I laugh imagining that here. “Follow your objectives,” is how I think it would translate, and that is not something you hear (all the better; what a lame motivational statement).

C’est pas possible seems the default for risky or creative endeavors.

I tell people I want to be a writer. I mention articles, books, magazines. I mention passion, figuring it out as I go along. In France, they look at me and squint. You mean you’re in journalism? 

This used to get on my nerves, but I’ve accepted that it’s just a different way of seeing the world, a way I appreciate but don’t fully accept. I’m thankful for my American upbringing, even with its flaws, its inaccurate food pyramid, its pie-in-the-sky-positivity. It’s made me just stubborn enough to wrestle with France.

 

 

bordeaux: à la foire

Bordeaux began as all good trips should, as a decision made at two in the morning the night before. Blame train travel for enabling my dangerously spontaneous ways: the luxury (or gamble) of the young and single.img_3612-1

Bordeaux was another city I knew nothing about, but for its association with red wine. It was closer to Montluçon, though, and I wanted to avoid another six-hour train ride, if possible.

I’d like to write about epic dinners enjoyed in grand chateaus, but the truth is Mary and I spent both nights in Bordeaux running around the carnival. There was something deliciously wrong about this, a feeling akin to skipping school and eating pancakes in bed.

Bordeaux’s Place des Quinconces is one of the largest public squares in Europe, and every foot of it was covered in roller coasters and kebab stands, ferris wheels and trampolines.img_3604-1

Dressed for dinner in silk, ankle boots, lipstick, and after a dinner of seafood pasta and wine, at the fair I felt like an elegant Charlie let loose in the chocolate factory. It was kitsch and bright lights and the smell of sugar, just like anywhere, but with a more insouciant (and much skinnier) crowd. We dodged groups of French teenagers, the straight hair, skinny jeans, and cell phones, to climb aboard dizzying rides like the inexplicably-named “Sexy Dance.” The magic ended at midnight, so we had to act fast. It helped that there were no lines. Maybe the French aren’t as accustomed to putting their lives in the rusty metal hands of carnival machinery.

We rode a Halloween train, in which you sit in a monster’s claw and visit a cave containing all sorts of melted-wax-looking monsters, and tried the flying carpet ride, a breathtaking view of Bordeaux that required trying to keep your balance in a metal cage as a pair of mechanical arms lifts you over the city.

We ate fair food–overly-sweet crêpes–and rode the French “Octopus,” La Pieuvre, a spinning ride that played Olé Olé Olé and released clouds of noxious strawberry smoke that smelled like a trip to the dentist. The only ones on the ride, the controller gave us the choice to keep spinning longer than was probably healthy. Continue?! He yelled.

On the Mouse Coaster we had the front seat next to a grinning six-year-old and her big brother. C’est bien? I asked them. With several teeth missing, the little girl breathlessly recounted how great the ride was. We’ve been on it trois fois!

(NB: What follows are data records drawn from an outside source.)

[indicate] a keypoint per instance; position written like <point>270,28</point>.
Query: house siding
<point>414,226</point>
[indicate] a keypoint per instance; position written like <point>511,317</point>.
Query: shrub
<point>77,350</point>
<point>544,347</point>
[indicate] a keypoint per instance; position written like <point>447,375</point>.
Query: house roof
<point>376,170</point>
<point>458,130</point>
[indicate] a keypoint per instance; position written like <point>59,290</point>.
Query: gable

So the fair was expensive and gave me whiplash, but a French city isn’t all cathedrals and art galleries and stained glass. My best travel memories don’t come from completing checklists of must-see attractions, following in the footsteps of every tourist before, but rather from those things I’ve done naturally and spontaneously. Chasing the incongruities. I’d recommend it, the view of Bordeaux under neon lights, drunk on laughter and music (not to mention half a bottle of red wine).